The Genetic Information Non-Discrimination Act (GINA) has been around since 2008, and is one of the many federal anti-discrimination laws. It is most notable in that more than 10 years the law has been in effect, there has not been a single successful lawsuit alleging discrimination by an employer using genetic information. Only 12 GINA cases have been filed by the EEOC in its history.

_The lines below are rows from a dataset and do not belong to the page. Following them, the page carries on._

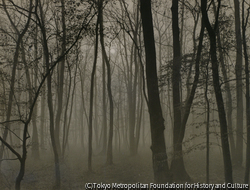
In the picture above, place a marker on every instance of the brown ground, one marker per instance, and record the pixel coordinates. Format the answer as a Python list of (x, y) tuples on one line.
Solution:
[(126, 169)]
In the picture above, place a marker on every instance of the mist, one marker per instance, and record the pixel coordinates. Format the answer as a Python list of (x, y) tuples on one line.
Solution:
[(119, 94)]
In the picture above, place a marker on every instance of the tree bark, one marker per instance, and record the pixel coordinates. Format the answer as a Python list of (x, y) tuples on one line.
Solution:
[(239, 94), (160, 159), (244, 25), (91, 94), (219, 99)]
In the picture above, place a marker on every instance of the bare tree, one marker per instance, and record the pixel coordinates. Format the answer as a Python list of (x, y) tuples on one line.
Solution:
[(217, 88), (160, 159)]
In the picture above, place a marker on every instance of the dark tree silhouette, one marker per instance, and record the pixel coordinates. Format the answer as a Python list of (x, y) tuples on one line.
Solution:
[(160, 159)]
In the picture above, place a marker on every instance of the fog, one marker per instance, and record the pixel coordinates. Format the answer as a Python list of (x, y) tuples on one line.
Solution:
[(92, 98)]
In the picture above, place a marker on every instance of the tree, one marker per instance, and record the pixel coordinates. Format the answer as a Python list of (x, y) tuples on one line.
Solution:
[(216, 83), (160, 159), (238, 73), (244, 25)]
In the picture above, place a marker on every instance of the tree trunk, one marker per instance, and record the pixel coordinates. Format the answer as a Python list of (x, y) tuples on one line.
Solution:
[(92, 95), (49, 100), (177, 165), (160, 159), (111, 107), (219, 99), (244, 24), (239, 94)]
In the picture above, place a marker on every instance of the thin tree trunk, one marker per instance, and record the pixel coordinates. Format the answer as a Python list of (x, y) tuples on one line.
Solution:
[(160, 159), (219, 99), (239, 94), (111, 107), (92, 95), (49, 99), (244, 25)]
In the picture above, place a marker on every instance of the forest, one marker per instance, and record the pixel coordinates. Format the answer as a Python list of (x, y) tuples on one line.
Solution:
[(100, 92)]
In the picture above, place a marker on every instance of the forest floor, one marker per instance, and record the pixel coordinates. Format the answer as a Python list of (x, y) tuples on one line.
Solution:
[(126, 169)]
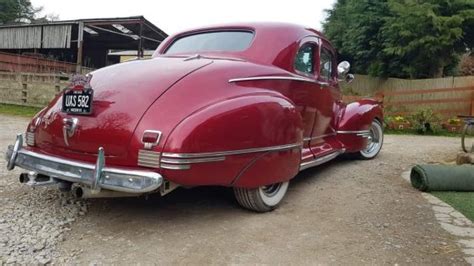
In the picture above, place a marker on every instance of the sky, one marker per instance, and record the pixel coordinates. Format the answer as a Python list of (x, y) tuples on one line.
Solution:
[(176, 15)]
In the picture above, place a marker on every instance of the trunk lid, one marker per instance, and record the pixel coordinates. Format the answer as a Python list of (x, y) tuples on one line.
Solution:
[(122, 94)]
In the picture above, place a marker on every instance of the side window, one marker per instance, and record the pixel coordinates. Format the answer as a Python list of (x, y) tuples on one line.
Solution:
[(304, 61), (325, 67)]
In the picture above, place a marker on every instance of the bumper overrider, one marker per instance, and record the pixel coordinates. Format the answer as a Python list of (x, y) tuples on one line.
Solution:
[(96, 176)]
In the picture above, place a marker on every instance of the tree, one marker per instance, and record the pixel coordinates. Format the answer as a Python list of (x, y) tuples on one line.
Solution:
[(427, 35), (354, 26), (402, 38), (17, 11)]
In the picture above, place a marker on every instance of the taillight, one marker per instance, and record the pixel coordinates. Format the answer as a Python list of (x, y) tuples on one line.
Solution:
[(151, 138), (30, 138), (30, 132)]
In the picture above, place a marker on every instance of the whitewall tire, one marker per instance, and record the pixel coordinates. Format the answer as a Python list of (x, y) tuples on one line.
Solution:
[(375, 141), (261, 199)]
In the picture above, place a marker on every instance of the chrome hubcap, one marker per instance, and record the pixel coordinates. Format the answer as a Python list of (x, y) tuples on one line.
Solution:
[(271, 190), (374, 140)]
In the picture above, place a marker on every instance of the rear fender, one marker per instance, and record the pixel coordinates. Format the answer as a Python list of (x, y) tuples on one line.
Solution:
[(357, 118), (238, 124)]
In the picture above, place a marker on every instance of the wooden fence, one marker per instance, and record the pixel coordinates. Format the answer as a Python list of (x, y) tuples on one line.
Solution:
[(30, 64), (447, 97)]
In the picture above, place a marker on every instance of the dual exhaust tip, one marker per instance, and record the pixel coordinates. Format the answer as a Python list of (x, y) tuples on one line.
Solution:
[(34, 179)]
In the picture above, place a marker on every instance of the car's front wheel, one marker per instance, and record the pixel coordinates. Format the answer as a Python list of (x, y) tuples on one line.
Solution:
[(375, 141), (261, 199)]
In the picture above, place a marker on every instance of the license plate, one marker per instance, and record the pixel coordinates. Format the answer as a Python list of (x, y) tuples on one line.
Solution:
[(78, 102)]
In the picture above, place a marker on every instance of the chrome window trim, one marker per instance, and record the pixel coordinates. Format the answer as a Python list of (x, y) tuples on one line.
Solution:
[(279, 78), (362, 132), (232, 152), (321, 160)]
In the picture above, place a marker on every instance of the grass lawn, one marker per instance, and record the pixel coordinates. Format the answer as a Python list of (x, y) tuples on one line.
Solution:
[(441, 132), (12, 109), (461, 201)]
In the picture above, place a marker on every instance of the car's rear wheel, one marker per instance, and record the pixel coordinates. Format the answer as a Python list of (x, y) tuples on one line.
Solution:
[(261, 199), (375, 141)]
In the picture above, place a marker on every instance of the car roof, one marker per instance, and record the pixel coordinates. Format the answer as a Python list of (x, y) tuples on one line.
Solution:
[(272, 40)]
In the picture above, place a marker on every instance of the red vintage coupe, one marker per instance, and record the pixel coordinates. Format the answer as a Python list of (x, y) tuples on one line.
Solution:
[(246, 106)]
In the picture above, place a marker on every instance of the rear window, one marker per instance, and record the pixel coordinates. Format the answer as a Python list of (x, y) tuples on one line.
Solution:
[(225, 41)]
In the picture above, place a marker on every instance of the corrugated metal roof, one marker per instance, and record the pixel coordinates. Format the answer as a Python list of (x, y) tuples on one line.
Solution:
[(20, 38), (49, 36)]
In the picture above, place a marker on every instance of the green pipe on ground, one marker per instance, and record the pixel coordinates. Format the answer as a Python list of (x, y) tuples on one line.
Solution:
[(442, 177)]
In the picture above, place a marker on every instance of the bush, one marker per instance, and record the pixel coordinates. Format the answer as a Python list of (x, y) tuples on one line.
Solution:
[(425, 121)]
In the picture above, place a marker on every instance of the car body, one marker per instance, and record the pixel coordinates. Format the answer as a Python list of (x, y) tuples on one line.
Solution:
[(244, 106)]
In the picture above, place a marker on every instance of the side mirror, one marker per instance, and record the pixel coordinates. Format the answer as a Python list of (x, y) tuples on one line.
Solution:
[(349, 78), (343, 71)]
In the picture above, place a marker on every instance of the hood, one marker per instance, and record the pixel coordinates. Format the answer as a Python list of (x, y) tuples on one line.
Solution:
[(122, 94)]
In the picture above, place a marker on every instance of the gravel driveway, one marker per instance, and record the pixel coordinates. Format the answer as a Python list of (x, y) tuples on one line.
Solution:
[(344, 212)]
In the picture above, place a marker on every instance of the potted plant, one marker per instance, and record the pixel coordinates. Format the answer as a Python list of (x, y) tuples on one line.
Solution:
[(453, 124), (399, 123)]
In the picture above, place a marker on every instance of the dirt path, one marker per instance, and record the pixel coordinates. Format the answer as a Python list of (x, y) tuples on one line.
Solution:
[(345, 212)]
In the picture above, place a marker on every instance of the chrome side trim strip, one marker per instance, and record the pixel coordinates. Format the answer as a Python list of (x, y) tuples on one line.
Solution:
[(319, 137), (186, 161), (234, 152), (321, 160), (175, 166), (277, 78), (363, 132)]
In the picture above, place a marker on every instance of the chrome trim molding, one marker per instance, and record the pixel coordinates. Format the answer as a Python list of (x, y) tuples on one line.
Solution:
[(319, 137), (175, 166), (321, 160), (278, 78), (233, 152), (147, 158), (197, 160), (96, 176), (363, 132), (150, 145)]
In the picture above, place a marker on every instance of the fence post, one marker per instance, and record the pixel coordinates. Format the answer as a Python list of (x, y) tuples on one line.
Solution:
[(472, 104)]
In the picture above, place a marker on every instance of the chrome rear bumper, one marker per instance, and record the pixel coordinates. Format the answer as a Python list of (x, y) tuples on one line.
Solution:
[(95, 176)]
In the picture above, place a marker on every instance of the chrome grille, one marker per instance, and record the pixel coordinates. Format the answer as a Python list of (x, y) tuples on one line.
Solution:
[(148, 158), (30, 138)]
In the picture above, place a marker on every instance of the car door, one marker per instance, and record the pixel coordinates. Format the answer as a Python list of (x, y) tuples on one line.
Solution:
[(311, 98), (328, 98)]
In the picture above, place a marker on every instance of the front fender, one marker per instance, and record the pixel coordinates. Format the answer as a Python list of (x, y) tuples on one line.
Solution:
[(357, 117), (236, 127)]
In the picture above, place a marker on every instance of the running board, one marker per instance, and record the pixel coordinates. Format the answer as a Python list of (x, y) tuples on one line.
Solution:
[(321, 160)]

Some say this lack of successful litigation shows the success, not the failure, of this federal law. That is, it is likely to have worked effectively as a type of privacy law. The law makes it illegal for employers to access employees' private genetic information, in both health insurance and employment. As applied to employment, Title II of the law specifically outlaws businesses from requesting or obtaining a worker's genetic test results, the genetic test results of a worker's family members, or a worker's family medical history. While workers can voluntarily turn over genetic information in the context of wellness plans, employers are still prohibited from taking adverse employment actions against the worker based on that information. The cases that are brought under GINA generally relate to employers receiving workers' family medical histories. The EEOC sued Dollar General Stores in 2017 in this situation, and another case involving FIS Management Services involved a worker claiming his employer fired him because of biometric test results, administered as part of a voluntary employee wellness program, which showed his elevated cancer risk.
Another reason GINA is rarely used, at least in successful litigation, is that already-existing medical conditions would fall under the Americans with Disabilities Act (ADA). The ADA claims can be broader, partly because a plaintiff can sue whom is "regarded as" being disabled.